[Linux-cluster] Cluster1, RHEL4 gfs_fsck

Tue May 20 16:40:14 UTC 2008

On Mon, 2008-05-19 at 16:18 -0400, Wes Young wrote:
> I'm having a little trouble with an older installation of RHEL4,  
> cluster/GFS.
> 
> One of my cluster nodes crashed the other day, when I brought it back  
> up I got a the error:
> 
> GFS: Trying to join cluster "lock_dlm", "oss:mydisk"
> GFS: fsid=oss:mydisk.0: Joined cluster. Now mounting FS...
> GFS: fsid=oss:mydisk.0: jid=0: Trying to acquire journal lock...
> GFS: fsid=oss:mydisk.0: jid=0: Looking at journal...
> attempt to access beyond end of device
> sdb: rw=0, want=19149432840, limit=858673152
> GFS: fsid=oss:mydisk.0: fatal: I/O error

Hi Wes,

Sorry for the long post, but this needs some explanation.

>From your email, it sounds like you have corruption in your
resource group index file (rindex).  You might be the victim 
of this bug:
https://bugzilla.redhat.com/show_bug.cgi?id=436383

If so, there's a fix to gfs_fsck to repair the damage.  This is
associated with this bug record:
https://bugzilla.redhat.com/show_bug.cgi?id=440896

While working on that bug, I discovered some kinds of
corruption that confuse the gfs_fsck's rindex repair code.
That's described in bug: 
https://bugzilla.redhat.com/show_bug.cgi?id=442271

I don't think any of these fixes are generally available
yet, except in patch form; I think they're scheduled for
4.7.  The last one, 442271, is only written against RHEL5
at the moment, so I don't have plans to fix it in RHEL4 yet.

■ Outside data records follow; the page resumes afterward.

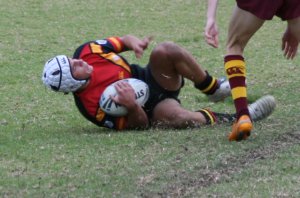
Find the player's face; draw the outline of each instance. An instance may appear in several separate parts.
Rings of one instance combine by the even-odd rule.
[[[70,58],[69,60],[71,64],[71,72],[75,79],[84,80],[91,76],[93,67],[87,64],[87,62],[81,59]]]

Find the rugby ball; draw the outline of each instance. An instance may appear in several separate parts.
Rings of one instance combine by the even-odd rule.
[[[126,78],[120,81],[126,81],[129,83],[129,85],[131,85],[131,87],[134,89],[135,98],[139,105],[143,106],[147,102],[149,98],[149,87],[145,82],[135,78]],[[126,107],[115,103],[110,98],[110,96],[116,96],[118,94],[115,89],[115,84],[117,82],[114,82],[105,88],[100,97],[99,105],[100,108],[109,115],[125,116],[127,114]]]

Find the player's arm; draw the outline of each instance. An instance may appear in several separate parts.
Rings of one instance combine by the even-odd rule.
[[[143,52],[147,49],[149,43],[151,42],[152,37],[145,37],[144,39],[139,39],[133,35],[126,35],[121,37],[121,41],[125,48],[128,50],[133,50],[137,58],[143,56]]]
[[[219,45],[218,26],[216,24],[218,0],[207,0],[206,26],[204,29],[204,37],[206,42],[217,48]]]
[[[126,82],[119,82],[115,85],[118,95],[112,100],[127,108],[127,128],[146,128],[148,117],[143,108],[136,102],[133,88]]]

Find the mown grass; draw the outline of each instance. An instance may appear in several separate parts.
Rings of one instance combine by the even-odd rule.
[[[226,27],[233,1],[220,2],[220,49],[202,32],[206,1],[1,1],[0,196],[2,197],[298,197],[300,59],[283,59],[285,24],[267,22],[247,46],[249,100],[265,94],[276,111],[251,138],[228,142],[229,125],[116,133],[88,123],[71,95],[41,82],[44,62],[111,35],[171,40],[215,76],[224,75]],[[182,104],[232,112],[186,83]]]

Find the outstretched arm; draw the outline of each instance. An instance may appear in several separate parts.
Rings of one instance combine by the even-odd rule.
[[[218,26],[216,24],[216,11],[217,11],[218,0],[208,0],[207,1],[207,19],[206,26],[204,29],[204,36],[206,42],[217,48],[219,46],[218,37]]]
[[[152,40],[151,36],[145,37],[144,39],[139,39],[132,35],[126,35],[121,37],[122,42],[125,47],[129,50],[133,50],[137,58],[143,56],[144,50],[147,49],[149,43]]]
[[[293,59],[298,51],[299,41],[297,36],[292,33],[292,31],[287,27],[285,33],[282,37],[282,50],[284,51],[284,56],[287,59]]]

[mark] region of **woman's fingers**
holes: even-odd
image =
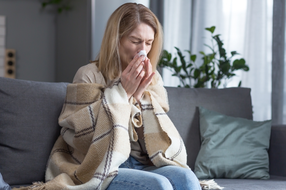
[[[150,63],[150,60],[149,59],[147,60],[145,67],[146,70],[146,76],[147,78],[149,78],[152,73],[152,65]]]
[[[139,64],[138,67],[137,68],[136,70],[135,70],[134,73],[133,73],[133,78],[136,79],[137,78],[137,77],[138,76],[138,75],[142,71],[143,66],[144,66],[144,63],[143,62],[141,62],[141,63],[140,63],[140,64]],[[131,71],[130,71],[130,73],[131,73]]]
[[[141,62],[143,61],[143,58],[144,57],[144,56],[142,55],[139,57],[138,59],[136,61],[136,62],[135,62],[135,63],[133,65],[131,69],[130,70],[130,72],[132,74],[134,74],[134,73],[135,72],[137,69],[138,68],[138,67],[140,66],[140,64],[141,64]],[[129,65],[128,65],[128,66]],[[143,65],[142,66],[143,66]],[[141,68],[141,69],[142,69]],[[141,70],[140,70],[141,71]],[[139,73],[138,73],[138,74],[139,74]]]
[[[131,61],[131,62],[128,64],[128,66],[125,69],[125,70],[123,71],[123,72],[125,71],[125,72],[128,73],[130,71],[130,70],[134,66],[134,65],[135,63],[136,63],[136,62],[140,58],[139,57],[139,54],[137,54],[136,55],[136,56],[133,58],[132,60]]]

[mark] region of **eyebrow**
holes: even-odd
[[[130,37],[131,37],[131,38],[135,38],[135,39],[137,39],[137,40],[142,40],[142,39],[141,39],[140,38],[138,38],[138,37],[136,37],[136,36],[131,36]],[[146,41],[153,41],[153,40],[154,40],[154,38],[153,39],[150,39],[150,40],[146,40]]]

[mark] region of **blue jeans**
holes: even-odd
[[[0,189],[1,190],[11,190],[11,187],[7,183],[3,180],[2,175],[0,173]]]
[[[107,190],[202,189],[194,173],[181,167],[146,166],[130,156],[119,168]]]

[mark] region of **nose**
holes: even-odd
[[[140,46],[140,49],[138,50],[138,53],[139,53],[141,50],[145,50],[146,51],[146,44],[145,44],[144,42],[142,43],[141,44],[141,45]]]

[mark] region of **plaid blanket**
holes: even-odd
[[[96,83],[67,87],[59,123],[61,135],[52,150],[46,183],[36,189],[105,189],[129,156],[130,141],[138,138],[134,128],[144,127],[146,149],[157,167],[189,167],[178,133],[166,112],[166,92],[150,85],[140,101],[128,101],[120,80],[106,88]]]

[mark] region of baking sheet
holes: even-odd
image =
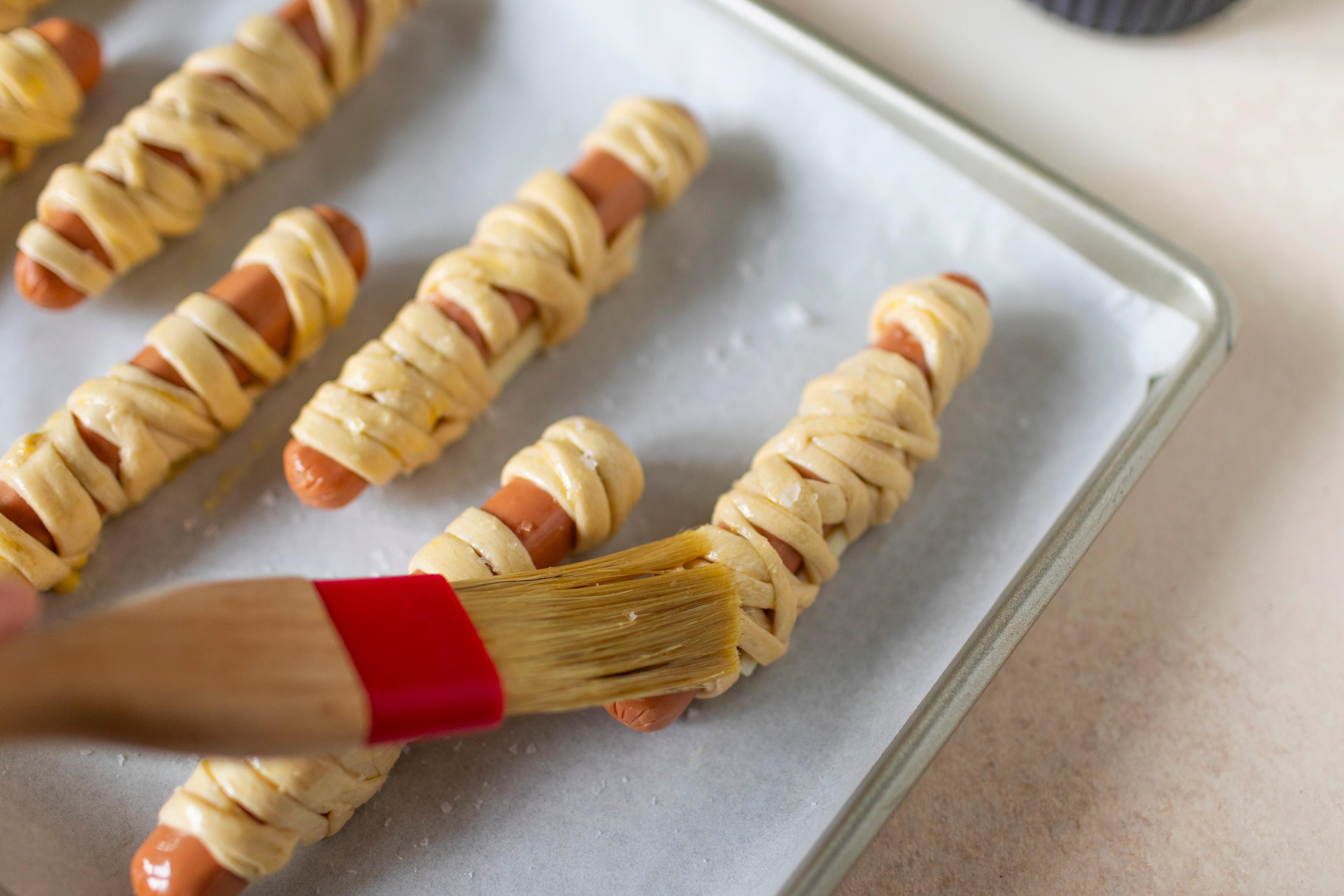
[[[105,26],[112,70],[82,136],[7,188],[0,232],[31,215],[50,168],[265,8],[215,3],[180,23],[171,0],[67,5]],[[685,101],[715,149],[653,220],[640,271],[437,466],[341,513],[302,509],[278,463],[302,402],[433,255],[539,165],[573,159],[629,91]],[[645,497],[610,545],[628,547],[708,519],[801,386],[862,345],[886,285],[973,273],[996,333],[943,416],[942,457],[847,552],[786,660],[656,735],[597,711],[415,746],[340,836],[257,893],[775,892],[1195,334],[692,0],[430,0],[325,128],[112,294],[52,316],[4,285],[0,376],[24,388],[0,396],[0,441],[133,353],[271,214],[305,201],[367,227],[372,267],[349,324],[219,451],[110,524],[54,617],[181,579],[401,572],[488,497],[512,451],[575,412],[644,461]],[[0,881],[17,896],[125,892],[130,853],[190,770],[101,746],[0,751]]]

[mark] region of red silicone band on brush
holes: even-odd
[[[448,579],[406,575],[313,582],[355,662],[368,743],[497,725],[504,689]]]

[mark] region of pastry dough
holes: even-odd
[[[618,154],[664,203],[685,189],[708,154],[684,111],[644,98],[612,106],[585,145]],[[578,185],[543,171],[515,201],[480,220],[469,246],[430,265],[415,298],[345,361],[336,382],[317,390],[290,431],[375,485],[430,463],[540,344],[560,343],[583,325],[593,297],[632,270],[642,231],[640,215],[609,246]],[[500,290],[532,298],[539,322],[519,328]],[[470,314],[493,361],[429,302],[435,294]]]
[[[0,0],[0,31],[28,24],[32,11],[47,3],[50,0]]]
[[[196,230],[224,187],[327,118],[335,98],[378,60],[390,26],[417,1],[364,0],[368,24],[359,40],[351,0],[309,0],[332,59],[331,78],[277,16],[254,16],[234,43],[192,54],[83,164],[52,172],[19,249],[86,296],[103,292],[157,254],[163,236]],[[151,146],[181,153],[196,176]],[[43,223],[56,210],[89,226],[110,267]]]
[[[306,207],[277,215],[234,262],[245,265],[265,265],[285,290],[294,320],[289,356],[271,351],[222,301],[204,293],[187,297],[145,341],[190,388],[117,364],[77,388],[39,433],[24,435],[0,458],[0,481],[32,506],[56,545],[47,549],[0,516],[0,562],[39,588],[70,576],[97,544],[103,517],[142,501],[172,469],[239,426],[253,400],[316,351],[355,301],[349,258],[327,222]],[[215,343],[257,379],[239,386]],[[75,420],[118,446],[120,473],[94,457]]]
[[[70,137],[82,107],[79,82],[44,38],[27,28],[0,34],[0,138],[9,142],[0,181],[27,168],[38,146]]]
[[[844,548],[910,497],[915,467],[938,454],[937,415],[989,343],[988,304],[943,277],[887,290],[872,309],[872,339],[894,322],[919,340],[930,376],[870,348],[812,380],[798,415],[765,443],[751,470],[719,497],[712,525],[700,529],[714,544],[706,559],[742,578],[745,674],[784,656],[798,613],[836,574]],[[761,531],[802,556],[797,575]],[[720,678],[703,696],[734,681]]]
[[[607,427],[578,416],[515,454],[503,481],[517,477],[547,482],[542,488],[562,506],[579,509],[589,520],[578,524],[581,543],[606,540],[644,490],[634,453]],[[534,566],[508,527],[470,508],[410,568],[465,582]],[[222,868],[255,880],[280,870],[298,844],[340,830],[383,786],[401,751],[402,744],[387,744],[327,756],[203,759],[164,803],[159,823],[190,833]]]

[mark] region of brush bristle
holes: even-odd
[[[737,576],[684,532],[597,560],[454,584],[505,712],[562,712],[699,688],[738,669]]]

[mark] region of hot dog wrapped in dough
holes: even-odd
[[[612,430],[563,419],[509,459],[495,497],[421,548],[411,572],[466,582],[556,566],[612,537],[642,492],[640,462]],[[401,751],[203,759],[136,853],[136,892],[237,892],[280,870],[298,844],[340,830],[383,786]]]
[[[74,133],[83,95],[101,75],[98,38],[70,19],[0,34],[0,183],[39,148]]]
[[[192,54],[82,164],[52,172],[19,234],[19,292],[70,308],[196,230],[226,187],[331,114],[414,1],[293,0]]]
[[[343,506],[460,439],[630,271],[642,210],[673,203],[708,154],[684,109],[646,98],[613,105],[583,145],[567,176],[543,171],[487,212],[470,244],[435,259],[396,320],[317,390],[285,451],[305,504]]]
[[[208,451],[340,326],[366,263],[359,227],[325,206],[281,212],[145,348],[77,388],[0,458],[0,575],[73,587],[103,520]]]
[[[910,497],[914,472],[938,454],[937,418],[989,343],[989,304],[974,281],[945,274],[895,286],[870,317],[870,348],[808,383],[798,415],[719,497],[704,557],[742,579],[742,674],[789,649],[798,614],[840,568],[840,555]],[[703,693],[612,704],[637,731],[671,724]]]

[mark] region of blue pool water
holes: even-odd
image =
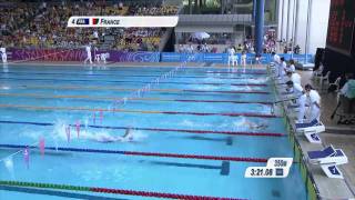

So here's what I recommend:

First, determine for sure if this is the problem by doing
something like this:

mount the file system
gfs_tool rindex /mnt/gfs | grep "4294967292"
(there /mnt/gfs is your mount point)
umount the file system

If it comes back with "ri_data = 429496729" then that IS the
problem, in which case you need to acquire the fixes to
the first two bugs listed.  You can do this a number of
ways: (1) wait until 4.7 comes out, (2) get the patches from
the bugzilla and build them from the source tree, (3) grab the
RHEL4 branch from the cluster git tree and build from there,
because it should include those two fixes.  IIRC, I think that
the fix to gfs_grow (the original cause of this corruption)
has been released as a z-stream fix for 4.6 too, but I don't
think we did that for gfs_fsck.

If it comes back with no output, then there's a
different kind of corruption in your rindex.
You could try to build a RHEL4 version of the patch
from bug 442271 and see if it fixes your corruption.
So this at your own risk; we cannot be responsible for
your data.  I recommend making a full backup before trying
anything.  Depending on the size of the file system and
your amount of free storage, you could dd the entire GFS
device to a file you can restore.

You could also save off your file system metadata and
put it on an ftp server or web server so I can grab it
then I'll use it "in the name of 442271" to figure out
if the most recent patch in the bz will fix the corruption
and if not, I will adjust the 442271 patch so it does.
The problem with that is: there is no code in RHEL4 to
do this either.  I built a RHEL4 version of a tool
(gfs2_edit) that can save off your metadata, but I may need
to bring it up to date with recent changes first.
Either way, this might take some time to resolve.

Regards,

Bob Peterson
Red Hat Clustering & GFS